Rencontré au marché Clauzel au centre d’Alger, Mohamed, commerçant, nous fait part son diagnostique.

 

La marchandise est réduite de 50%

Contacté par nos soins, M.Mustapha Achour président de l’Union nationale des marchés de gros des légumes et fruits affiliée à l’Union générale des commerçants et artisans algériens  (Ugcaa) estime que la quantité de la marchandise écoulée sur le marché a diminué d’environ 50% depuis le début des intempéries.
Selon lui les prix seront plus abordables dans quelques jours mais il faut tout de même attendre la fin du mois de février pour avoir une meilleure récolte. «La période allant du 15 décembre au 15 février est traditionnellement peu rentable pour le secteur de l’agriculture. A  la fin du mois le rendement devra augmenter d’environ 80% », a-t-il expliqué.
M.Mustapha Achour n’a pas manqué de fulminer sa colère contre certains citoyens qui, par leurs comportements spéculatifs, stimulent la flambée des prix et même la pénurie de certains produits. «Les gens achètent le double de leurs besoins. Ils devraient rompre avec la culture des réserves et apprendre à patienter quelques jours car le marché finira par se stabiliser», a-t-il suggéré.

C’est toujours cher

Certains par contre ne ressentent même pas cette flambée tant ils ont toujours vécu avec. Leur pouvoir d’achat est continuellement inférieur aux prix pratiqués sur le marché.
 
Rencontré devant un étal où les haricots verts se vendaient 350da/le kilo, une dame d’un âge avancé passa le regard sur les plaques affichant les prix avant de décider de se suffire d’un demi kilo de carottes.

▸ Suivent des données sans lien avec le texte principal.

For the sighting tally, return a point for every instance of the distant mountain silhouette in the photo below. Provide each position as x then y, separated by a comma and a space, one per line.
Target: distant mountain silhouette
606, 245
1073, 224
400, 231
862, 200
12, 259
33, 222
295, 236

Si cette vielle dame a pu s'acheter quelques provisions, d'autres, aux maigres revenu, rentrent chez eux le panier vide. Mais, les plus démunis, c'est dans les poubelles qu'ils cherchent de quoi de nourrir. 

Toutefois, les prix des légumes et fruits ne sont pas les seuls à avoir augmenté. Des commerçants en quête des moindres occasions de gain ont même procédé à l’augmentation des prix de certains accessoires vestimentaires tels les bonnets, les gans et autres.